Usługi bankowe polegające na oferowaniu kart przedpłaconych opierały się na tym, że klient wpłacał środki na tzw. rachunek techniczny prowadzony przez bank. W zamian otrzymywał kartę płatniczą, na której znajdowały się środki odpowiadające wpłaconej kwocie. Do niedawna był to instrument powszechnie stosowany m.in. przez przedsiębiorców przekazujących swoim pracownikom prezenty świąteczne czy wysyłających ich w delegacje. Klient mógł też otrzymać kartę naładowaną na pewną kwotę jako zachętę w zamian za zakup wartościowej rzeczy w danym sklepie.
Komisja Nadzoru Finansowego jednak w pre-paidach widziała więcej szkody niż pożytku. Powód? Mizerna ochrona klientów oraz zagrożenie praniem pieniędzy lub finansowaniem terroryzmu.
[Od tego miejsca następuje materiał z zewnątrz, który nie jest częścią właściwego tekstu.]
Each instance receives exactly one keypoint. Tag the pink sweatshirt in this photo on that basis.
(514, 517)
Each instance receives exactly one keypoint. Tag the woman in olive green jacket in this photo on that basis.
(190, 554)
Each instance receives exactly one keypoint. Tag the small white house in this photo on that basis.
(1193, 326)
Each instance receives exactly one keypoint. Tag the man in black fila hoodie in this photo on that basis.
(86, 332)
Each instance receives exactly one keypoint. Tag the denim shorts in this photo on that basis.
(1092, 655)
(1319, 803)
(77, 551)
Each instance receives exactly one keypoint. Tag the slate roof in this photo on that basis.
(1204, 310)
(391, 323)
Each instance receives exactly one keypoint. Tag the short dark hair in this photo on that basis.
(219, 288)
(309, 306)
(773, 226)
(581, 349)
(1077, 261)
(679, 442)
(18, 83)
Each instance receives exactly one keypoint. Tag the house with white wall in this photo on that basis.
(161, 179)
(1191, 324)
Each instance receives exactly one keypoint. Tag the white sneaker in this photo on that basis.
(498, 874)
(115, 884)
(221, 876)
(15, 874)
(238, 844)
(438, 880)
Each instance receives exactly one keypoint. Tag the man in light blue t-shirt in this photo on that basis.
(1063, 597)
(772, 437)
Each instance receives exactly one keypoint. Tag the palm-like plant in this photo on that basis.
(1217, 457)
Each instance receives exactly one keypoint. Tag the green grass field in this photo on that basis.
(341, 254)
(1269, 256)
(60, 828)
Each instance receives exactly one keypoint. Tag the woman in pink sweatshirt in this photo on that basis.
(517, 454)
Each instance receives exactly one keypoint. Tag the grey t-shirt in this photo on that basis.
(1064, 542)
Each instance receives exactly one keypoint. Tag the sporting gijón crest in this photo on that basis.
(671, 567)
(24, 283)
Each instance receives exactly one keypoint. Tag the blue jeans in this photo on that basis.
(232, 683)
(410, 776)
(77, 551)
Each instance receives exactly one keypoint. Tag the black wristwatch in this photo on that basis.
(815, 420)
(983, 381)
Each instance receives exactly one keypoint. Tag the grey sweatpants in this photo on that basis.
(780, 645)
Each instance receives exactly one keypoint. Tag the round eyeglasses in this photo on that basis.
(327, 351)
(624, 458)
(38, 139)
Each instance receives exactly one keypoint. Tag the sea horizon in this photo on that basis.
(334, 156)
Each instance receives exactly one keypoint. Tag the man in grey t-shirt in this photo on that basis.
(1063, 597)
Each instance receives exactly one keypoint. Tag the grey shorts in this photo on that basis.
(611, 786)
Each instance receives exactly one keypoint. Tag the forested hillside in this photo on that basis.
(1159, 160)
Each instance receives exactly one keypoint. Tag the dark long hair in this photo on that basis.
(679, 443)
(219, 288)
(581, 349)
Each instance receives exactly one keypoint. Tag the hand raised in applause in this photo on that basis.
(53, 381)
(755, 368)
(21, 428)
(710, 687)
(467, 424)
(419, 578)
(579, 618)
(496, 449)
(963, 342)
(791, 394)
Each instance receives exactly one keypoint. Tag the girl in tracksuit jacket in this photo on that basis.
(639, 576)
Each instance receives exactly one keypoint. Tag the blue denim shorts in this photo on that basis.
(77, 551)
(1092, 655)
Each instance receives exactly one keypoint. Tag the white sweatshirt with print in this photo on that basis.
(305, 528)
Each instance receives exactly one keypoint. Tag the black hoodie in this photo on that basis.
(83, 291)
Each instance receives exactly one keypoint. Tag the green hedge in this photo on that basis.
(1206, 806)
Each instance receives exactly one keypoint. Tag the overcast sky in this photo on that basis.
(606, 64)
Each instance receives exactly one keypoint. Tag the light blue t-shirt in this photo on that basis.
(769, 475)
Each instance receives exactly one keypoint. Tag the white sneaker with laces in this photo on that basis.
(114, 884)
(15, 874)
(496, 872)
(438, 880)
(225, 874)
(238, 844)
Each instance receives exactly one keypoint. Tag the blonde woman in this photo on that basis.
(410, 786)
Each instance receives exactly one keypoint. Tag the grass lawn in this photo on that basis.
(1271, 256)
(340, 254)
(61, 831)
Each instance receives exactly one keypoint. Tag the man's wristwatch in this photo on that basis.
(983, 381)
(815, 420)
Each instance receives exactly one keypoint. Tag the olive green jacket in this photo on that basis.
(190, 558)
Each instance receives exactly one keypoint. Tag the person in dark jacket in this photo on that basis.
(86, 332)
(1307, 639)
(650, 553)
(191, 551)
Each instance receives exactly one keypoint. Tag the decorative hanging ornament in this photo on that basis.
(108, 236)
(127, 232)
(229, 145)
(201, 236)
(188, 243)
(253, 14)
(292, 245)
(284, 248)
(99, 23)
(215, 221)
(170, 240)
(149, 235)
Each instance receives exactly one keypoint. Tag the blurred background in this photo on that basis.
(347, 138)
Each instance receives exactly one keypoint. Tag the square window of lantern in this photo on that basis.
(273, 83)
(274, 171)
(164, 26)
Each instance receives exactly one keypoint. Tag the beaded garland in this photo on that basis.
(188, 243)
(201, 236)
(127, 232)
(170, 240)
Przede wszystkim nadzór zwracał uwagę, że na prowadzenie rachunku nie była zawierana między bankiem a klientem żadna umowa. To zaś prowadziło do tego, że identyfikacja korzystającego z karty była w zasadzie niemożliwa. Ponadto banki usługę traktowały jako wydawanie pieniądza elektronicznego, a zatem nie uznawały przyjętych kwot na zasilenie karty za depozyty. W efekcie od tych środków nie była odprowadzana rezerwa obowiązkowa ani nie powiększały one funduszu ochrony środków gwarantowanych (przez co, jednak pre-paidy były tanie dla klientów).
Te zastrzeżenia spowodowały, że 30 października 2015 r. wiceprzewodniczący KNF wysłał pismo do Związku Banków Polskich, z którego wynikało, że nadzór będzie tępił wszystkich przedsiębiorców oferujących pre-paidy. Dla banków nie był to aż tak dochodowy biznes (choć szacuje się, że w 2015 r. w rękach klientów było ok. 1,5 mln kart przedpłaconych), by się spierać. Dostosowały się do wskazań nadzoru.
I to ku niezadowoleniu przedsiębiorców. Przykładowo Związek Przedsiębiorców i Pracodawców zalecenia KNF ocenił jako idiotyczne. – Paradoksalnie ten zakaz wcale najbardziej nie uderzy w sektor bankowy, lecz w przedsiębiorców i konsumentów, którzy korzystali z kart przedpłaconych, bo było to wygodne i niedrogie rozwiązanie – przekonywał na łamach DGP wiceprezes ZPP Marcin Nowacki. Jego zdaniem też nie sposób wiązać kart przedpłaconych w polskich warunkach z finansowaniem terroryzmu.
– Nadal płatnicze pre-paidy są wydawane w wielu krajach, więc ostatecznie efekt będzie co najwyżej taki, że Polacy będą korzystali nie z kart wydanych przez polskie banki, lecz z plastiku nabytego za granicą – mówił Nowacki.
Te przypuszczenia się sprawdziły. Nieliczne karty przedpłacone dostępne na naszym rynku są wydawane przez instytucje niepodlegające polskiemu organowi nadzoru. Przez to nad ich używaniem kontrola administracji państwowej jest jeszcze mniejsza niż nad tymi, które oferowały polskie banki.